Improving Patient Care
The next steps for Dr. Fryer and his team are to screen drugs that may work with LCN2 to protect the brain from sepsis and similar syndromes. Already, they are screening thousands of drugs that have approval from the Food and Drug Administration and that are part of the National Institutes of Health's Clinical Collection. The team is also focused on better understanding the mechanisms that may connect sepsis with cognitive impairment and dementia.
At the same time, Dr. Fryer's team is working with clinical colleagues to develop other strategies to improve sepsis care. Mayo Clinic has a sepsis response team that defines best practices for preventing and treating sepsis in hospitalized patients. Dr. Fryer's laboratory is working with them to create new ways to identify sepsis earlier.

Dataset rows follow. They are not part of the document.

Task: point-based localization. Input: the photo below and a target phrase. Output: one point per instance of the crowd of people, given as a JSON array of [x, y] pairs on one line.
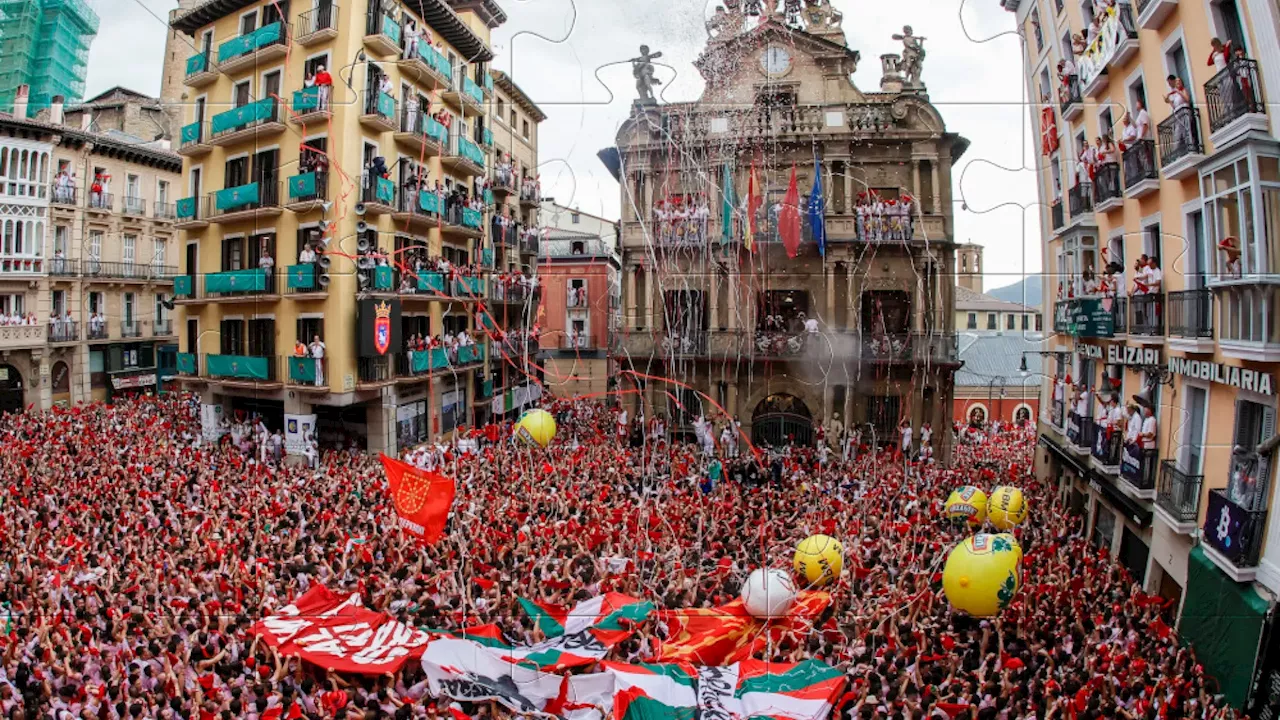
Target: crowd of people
[[885, 219], [140, 554]]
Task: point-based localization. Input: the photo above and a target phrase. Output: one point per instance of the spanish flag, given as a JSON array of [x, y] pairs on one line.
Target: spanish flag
[[423, 500]]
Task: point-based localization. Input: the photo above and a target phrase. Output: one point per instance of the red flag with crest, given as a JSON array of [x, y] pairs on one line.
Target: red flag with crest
[[423, 499], [789, 217]]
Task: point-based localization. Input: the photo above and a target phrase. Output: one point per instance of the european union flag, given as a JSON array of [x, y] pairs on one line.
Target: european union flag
[[817, 205]]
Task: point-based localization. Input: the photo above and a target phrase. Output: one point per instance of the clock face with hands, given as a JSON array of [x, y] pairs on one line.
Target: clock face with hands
[[776, 60]]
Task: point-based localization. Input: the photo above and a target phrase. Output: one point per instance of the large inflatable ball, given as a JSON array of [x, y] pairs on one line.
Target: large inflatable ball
[[536, 427], [819, 559], [1006, 507], [768, 593], [968, 504], [983, 573]]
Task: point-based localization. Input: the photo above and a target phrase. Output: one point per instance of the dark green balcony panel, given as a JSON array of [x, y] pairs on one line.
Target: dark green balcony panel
[[243, 367]]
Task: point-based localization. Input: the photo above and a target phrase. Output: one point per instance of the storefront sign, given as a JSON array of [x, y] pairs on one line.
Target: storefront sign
[[1119, 354], [133, 381], [1091, 351], [1243, 378], [1091, 318]]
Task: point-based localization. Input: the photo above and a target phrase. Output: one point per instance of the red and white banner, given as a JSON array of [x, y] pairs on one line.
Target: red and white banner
[[339, 633]]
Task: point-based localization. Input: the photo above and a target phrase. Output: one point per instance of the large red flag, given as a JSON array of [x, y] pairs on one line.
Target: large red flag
[[789, 218], [421, 499]]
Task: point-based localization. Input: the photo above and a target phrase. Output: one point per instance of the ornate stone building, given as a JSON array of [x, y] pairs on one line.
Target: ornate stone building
[[785, 341]]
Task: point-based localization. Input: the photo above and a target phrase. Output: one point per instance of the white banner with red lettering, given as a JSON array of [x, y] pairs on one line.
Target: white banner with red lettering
[[339, 633]]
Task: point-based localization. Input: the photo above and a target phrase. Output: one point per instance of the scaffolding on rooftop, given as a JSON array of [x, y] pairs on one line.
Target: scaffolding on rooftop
[[45, 46]]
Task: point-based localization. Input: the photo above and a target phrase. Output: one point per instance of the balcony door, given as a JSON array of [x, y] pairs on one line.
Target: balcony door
[[232, 341], [887, 311], [1191, 455], [237, 172]]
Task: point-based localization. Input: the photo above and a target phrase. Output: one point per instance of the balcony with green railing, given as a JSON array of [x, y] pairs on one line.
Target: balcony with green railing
[[252, 368], [469, 288], [254, 119], [193, 140], [306, 373], [432, 283], [309, 105], [246, 201], [254, 48], [200, 71], [191, 213]]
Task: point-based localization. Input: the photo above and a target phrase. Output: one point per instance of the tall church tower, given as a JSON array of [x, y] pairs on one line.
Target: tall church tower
[[969, 263], [177, 49]]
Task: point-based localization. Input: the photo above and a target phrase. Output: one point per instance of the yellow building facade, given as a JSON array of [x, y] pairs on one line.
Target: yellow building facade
[[333, 158], [1160, 187]]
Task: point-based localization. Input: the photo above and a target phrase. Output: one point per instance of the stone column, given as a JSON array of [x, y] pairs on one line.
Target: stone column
[[937, 188], [713, 290], [831, 295], [850, 299], [629, 290]]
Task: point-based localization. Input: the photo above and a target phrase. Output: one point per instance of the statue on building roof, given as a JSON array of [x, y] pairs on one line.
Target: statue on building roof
[[641, 68], [913, 57], [819, 14]]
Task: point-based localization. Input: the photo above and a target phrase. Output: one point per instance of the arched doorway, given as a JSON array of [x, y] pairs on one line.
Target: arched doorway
[[12, 399], [62, 383], [780, 419]]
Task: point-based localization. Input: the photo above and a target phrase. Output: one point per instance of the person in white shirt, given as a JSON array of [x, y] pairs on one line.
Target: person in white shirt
[[1133, 425], [1142, 121], [1148, 428], [318, 349], [1155, 277]]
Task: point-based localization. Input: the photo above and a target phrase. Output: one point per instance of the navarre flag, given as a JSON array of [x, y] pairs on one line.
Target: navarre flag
[[727, 634], [727, 206], [750, 209], [789, 217], [423, 499], [817, 209]]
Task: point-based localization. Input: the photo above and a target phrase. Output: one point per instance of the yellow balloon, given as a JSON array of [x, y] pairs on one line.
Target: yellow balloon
[[983, 574], [967, 504], [819, 559], [536, 427], [1006, 507]]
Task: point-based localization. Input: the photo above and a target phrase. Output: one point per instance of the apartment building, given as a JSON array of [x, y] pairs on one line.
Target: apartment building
[[579, 276], [334, 246], [515, 377], [86, 265], [1194, 196]]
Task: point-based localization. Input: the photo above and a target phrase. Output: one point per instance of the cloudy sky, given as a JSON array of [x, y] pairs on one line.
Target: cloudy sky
[[571, 59]]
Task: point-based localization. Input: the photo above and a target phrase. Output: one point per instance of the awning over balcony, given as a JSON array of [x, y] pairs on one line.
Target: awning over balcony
[[1223, 619]]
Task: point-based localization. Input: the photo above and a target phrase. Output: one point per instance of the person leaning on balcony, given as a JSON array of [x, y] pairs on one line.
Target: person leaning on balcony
[[318, 349], [1148, 428]]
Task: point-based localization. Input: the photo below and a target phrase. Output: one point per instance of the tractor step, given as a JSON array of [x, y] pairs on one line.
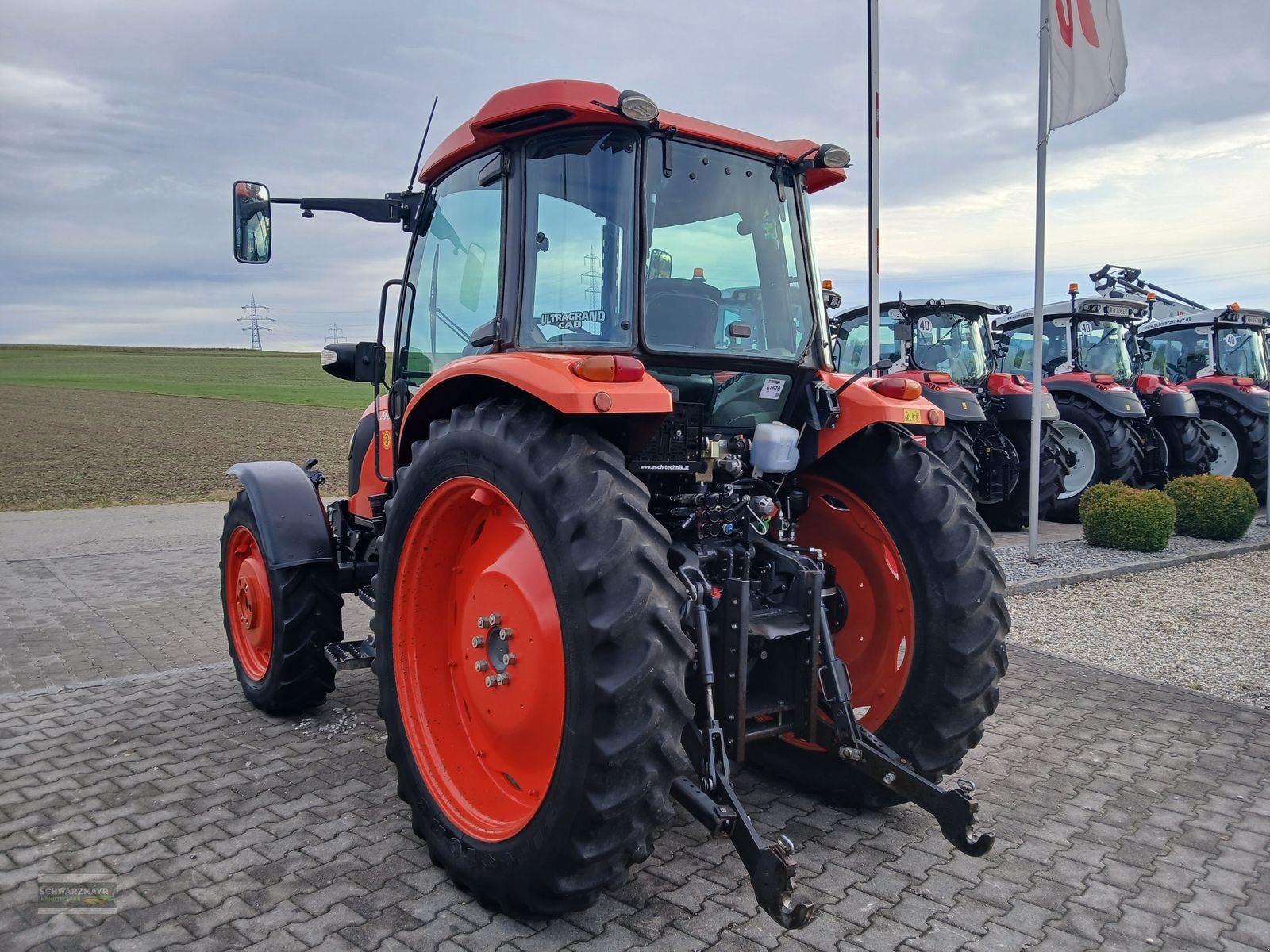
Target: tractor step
[[351, 654]]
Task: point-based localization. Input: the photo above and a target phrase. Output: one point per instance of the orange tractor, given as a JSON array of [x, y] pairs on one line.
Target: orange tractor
[[622, 524]]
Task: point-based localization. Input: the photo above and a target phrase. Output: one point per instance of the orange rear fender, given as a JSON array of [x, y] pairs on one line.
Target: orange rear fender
[[863, 406], [545, 378]]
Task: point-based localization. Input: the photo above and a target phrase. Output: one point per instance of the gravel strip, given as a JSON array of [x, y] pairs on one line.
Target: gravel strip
[[1197, 626], [1079, 556]]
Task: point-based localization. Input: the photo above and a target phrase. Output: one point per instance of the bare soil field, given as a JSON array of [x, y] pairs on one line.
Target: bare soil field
[[69, 448]]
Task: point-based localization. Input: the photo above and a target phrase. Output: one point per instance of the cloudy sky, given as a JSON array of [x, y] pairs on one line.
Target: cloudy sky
[[124, 122]]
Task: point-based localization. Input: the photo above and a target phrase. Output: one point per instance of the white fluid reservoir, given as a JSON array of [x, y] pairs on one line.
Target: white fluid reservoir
[[775, 448]]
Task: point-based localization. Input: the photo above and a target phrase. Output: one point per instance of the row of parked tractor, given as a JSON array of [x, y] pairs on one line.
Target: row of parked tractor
[[1141, 385]]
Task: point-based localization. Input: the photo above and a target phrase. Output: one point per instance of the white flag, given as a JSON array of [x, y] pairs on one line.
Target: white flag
[[1086, 59]]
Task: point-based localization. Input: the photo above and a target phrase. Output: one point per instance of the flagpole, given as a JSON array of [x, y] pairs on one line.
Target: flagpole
[[874, 192], [1039, 290]]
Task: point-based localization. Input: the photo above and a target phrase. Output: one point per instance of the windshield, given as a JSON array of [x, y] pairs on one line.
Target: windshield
[[1240, 353], [725, 271], [950, 342], [1103, 347]]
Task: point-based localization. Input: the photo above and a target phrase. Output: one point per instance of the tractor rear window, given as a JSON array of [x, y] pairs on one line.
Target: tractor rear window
[[725, 271], [579, 241]]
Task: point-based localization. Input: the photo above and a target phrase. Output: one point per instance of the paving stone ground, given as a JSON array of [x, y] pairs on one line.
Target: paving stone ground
[[1130, 816]]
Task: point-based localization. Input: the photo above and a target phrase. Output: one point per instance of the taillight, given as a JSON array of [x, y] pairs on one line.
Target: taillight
[[605, 368], [899, 387]]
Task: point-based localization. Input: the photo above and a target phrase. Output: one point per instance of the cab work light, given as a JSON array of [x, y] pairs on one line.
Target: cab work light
[[605, 368], [899, 387]]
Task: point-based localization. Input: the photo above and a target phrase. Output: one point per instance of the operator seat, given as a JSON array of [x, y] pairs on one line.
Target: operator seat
[[681, 315]]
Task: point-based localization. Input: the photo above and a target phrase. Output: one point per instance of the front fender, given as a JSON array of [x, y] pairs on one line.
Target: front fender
[[863, 406], [1118, 403], [290, 517]]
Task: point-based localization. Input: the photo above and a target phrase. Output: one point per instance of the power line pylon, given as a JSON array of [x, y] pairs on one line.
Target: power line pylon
[[253, 321]]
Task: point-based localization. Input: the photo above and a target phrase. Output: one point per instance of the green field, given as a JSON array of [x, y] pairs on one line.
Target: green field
[[124, 425], [256, 376]]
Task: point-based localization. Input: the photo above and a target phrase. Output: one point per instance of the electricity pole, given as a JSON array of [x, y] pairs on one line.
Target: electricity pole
[[253, 321]]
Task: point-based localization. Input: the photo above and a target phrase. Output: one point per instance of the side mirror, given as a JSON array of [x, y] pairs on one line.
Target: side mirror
[[660, 264], [252, 222], [362, 363]]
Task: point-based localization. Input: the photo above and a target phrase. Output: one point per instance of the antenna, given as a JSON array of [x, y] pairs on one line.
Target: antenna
[[414, 175]]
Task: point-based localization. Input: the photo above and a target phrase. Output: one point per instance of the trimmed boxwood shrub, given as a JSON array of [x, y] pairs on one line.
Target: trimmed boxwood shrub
[[1213, 507], [1115, 516]]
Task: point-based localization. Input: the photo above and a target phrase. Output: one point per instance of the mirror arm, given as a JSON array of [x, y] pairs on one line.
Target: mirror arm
[[394, 207]]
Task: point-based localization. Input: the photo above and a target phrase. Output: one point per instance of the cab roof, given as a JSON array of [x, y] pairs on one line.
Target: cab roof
[[948, 304], [560, 103]]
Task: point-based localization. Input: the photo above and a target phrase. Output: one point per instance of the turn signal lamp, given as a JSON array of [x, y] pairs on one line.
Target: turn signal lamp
[[899, 387], [637, 106], [605, 368]]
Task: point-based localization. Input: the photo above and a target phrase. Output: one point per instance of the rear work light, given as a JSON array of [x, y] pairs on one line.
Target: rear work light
[[899, 387], [605, 368]]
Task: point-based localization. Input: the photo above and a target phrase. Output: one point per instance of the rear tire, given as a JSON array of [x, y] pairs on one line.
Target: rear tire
[[1013, 512], [954, 446], [1251, 437], [1187, 444], [960, 620], [610, 682], [277, 620], [1114, 444]]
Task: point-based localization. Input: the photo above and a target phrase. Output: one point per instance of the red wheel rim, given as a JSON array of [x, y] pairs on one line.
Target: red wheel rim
[[251, 607], [487, 752], [876, 641]]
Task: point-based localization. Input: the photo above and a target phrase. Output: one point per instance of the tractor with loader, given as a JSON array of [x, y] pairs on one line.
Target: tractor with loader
[[946, 349], [1117, 423], [622, 528], [1219, 355]]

For example, he thinks it may be possible to use genomic technologies to identify pathogens earlier and start a patient on antibiotics sooner. Dr. Fryer developed additional expertise in genomics through a Gerstner Family Career Development Award. This grant, created with philanthropy from the Gerstner Family Foundation, is awarded through the Mayo Clinic Center for Individualized Medicine. It gives seed funding to young investigators who are pursuing genomic approaches to improve prediction, prevention and treatment of diseases.
"The good news is that Mayo Clinic is the best place to take all of these next steps," Dr. Fryer says. "Collaborating with physicians and pushing the boundaries of translational science is our greatest strength, and that's where this research is headed. In fact, we've already started."